Yazının Giriş Tarihi: 08.07.2024 15:40
Yazının Güncellenme Tarihi: 09.07.2024 17:37

Hatırlarsanız;

1 Temmuz 2024 Pazar günü saat 14:30 sıralarında kampüsün doğu sınırındaki Yolçatı Mahallesi’nde dere kenarında yakıldığı öne sürülen kablolardan çıkan alevler, önce civardaki tarlalara ardından da yerleşkeye sıçramıştı. Tam 6 saatte kontrol altına alınabilen yangın, 766 dönüm orman arazisini küle çevirmişti.
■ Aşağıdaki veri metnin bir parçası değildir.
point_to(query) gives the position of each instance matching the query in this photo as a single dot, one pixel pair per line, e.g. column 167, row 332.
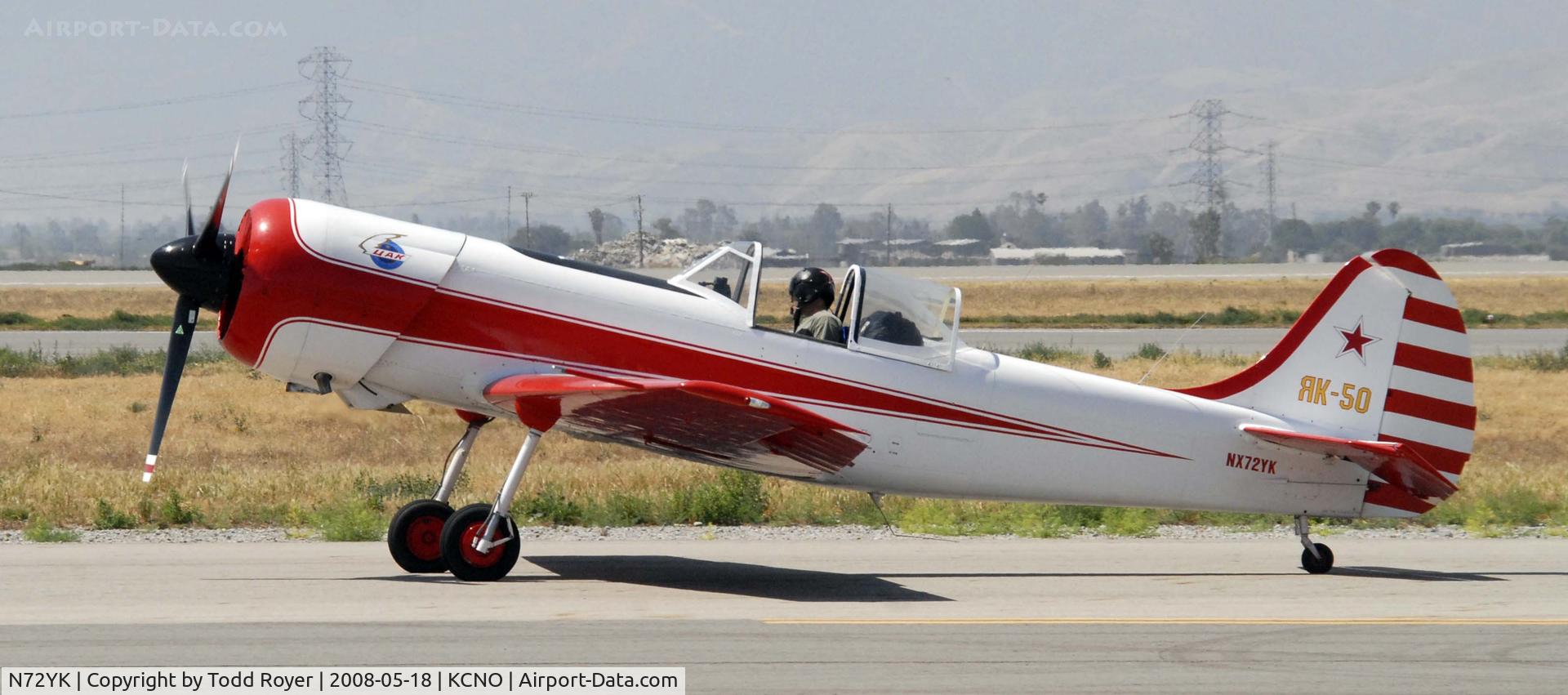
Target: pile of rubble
column 657, row 253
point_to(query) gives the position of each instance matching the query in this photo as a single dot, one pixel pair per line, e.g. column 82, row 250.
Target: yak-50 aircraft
column 1363, row 410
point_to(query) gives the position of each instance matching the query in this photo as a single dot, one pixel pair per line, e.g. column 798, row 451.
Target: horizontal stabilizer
column 1396, row 463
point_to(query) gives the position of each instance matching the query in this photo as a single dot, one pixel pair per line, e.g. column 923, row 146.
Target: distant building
column 960, row 247
column 786, row 256
column 874, row 252
column 1058, row 256
column 1486, row 250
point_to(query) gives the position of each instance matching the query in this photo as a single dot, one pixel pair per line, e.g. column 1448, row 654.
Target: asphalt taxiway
column 836, row 615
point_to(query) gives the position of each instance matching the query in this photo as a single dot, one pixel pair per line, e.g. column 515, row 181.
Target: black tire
column 1314, row 565
column 460, row 555
column 414, row 536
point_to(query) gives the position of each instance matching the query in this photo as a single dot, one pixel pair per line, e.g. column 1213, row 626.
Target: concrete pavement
column 800, row 615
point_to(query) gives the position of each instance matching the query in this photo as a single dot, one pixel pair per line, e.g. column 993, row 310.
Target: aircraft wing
column 692, row 419
column 1392, row 461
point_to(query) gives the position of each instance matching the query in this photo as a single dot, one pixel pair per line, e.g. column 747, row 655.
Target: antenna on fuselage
column 1165, row 354
column 894, row 531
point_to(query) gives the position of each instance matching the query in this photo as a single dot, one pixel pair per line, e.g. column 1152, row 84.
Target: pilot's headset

Bursa Uludağ Üniversitesi’nin (BUÜ) Ziraat ve Veteriner Fakülteleri ile Mennan Pasinli Atçılık Meslek Yüksekokulu bünyesindeki ekili alanlar, çiftlikler, depolar ve ürünler zarar görmüştü. Teselliyi ise can kaybının yaşanmamasında bulmuştuk.

Lakin;

BUÜ’nün yarısı orman alanı olmak üzere 16 bin dönümlük Görükle Yerleşkesinde çıkan yangın ve ardından yaşananlar, son yıllarda yüksek eğitim kurumunda sıklıkla dillendirilen “yönetim zafiyeti”ni gözler önüne sermeye yetti…

Şöyle ki;

Yangından bir gün sonra Yükseköğretim Kurulu Başkanı Sayın Prof. Dr. Erol Özvar’ın, BUÜ ziyareti sonrası basının karşısına geçip hasarın boyutunu anlatan Rektör Prof. Dr. Ferudun Yılmaz’ın “açıklama dili” bile bize bu gerçeği çok net hissettirdi.

Rektör Yılmaz’ın, açıklamasında kullandığı “Yerleşkede 766 hektarlık bir alan afete maruz kaldı” cümlesi tek başına, Bursa’nın marka değeri Uludağ Üniversitesi’ndeki yönetim anlayışını ve bakışını ifade etmeye yetti…

Peki olan biteni “Afete maruz kalmak!” gibi basit bir yaklaşımla örtmek veya geçiştirmek ne kadar doğru!

Rektör Yılmaz gibi, yardımcıları Prof. Dr. İrfan Kırıştıoğlu, Prof. Dr. Cafer Çiftçi, Prof. Dr. Zekeriyya Arı ve Genel Sekreter Vekili Mehmet Aydemir de kabul edecektir ki:

“Afet” kelimesini Türkçemizde “tamamen insan kontrolü dışında gerçekleşen veya gelişen, can ve mal kaybına neden olan deprem ve su baskını gibi olayları” anlatırken kullanıyoruz.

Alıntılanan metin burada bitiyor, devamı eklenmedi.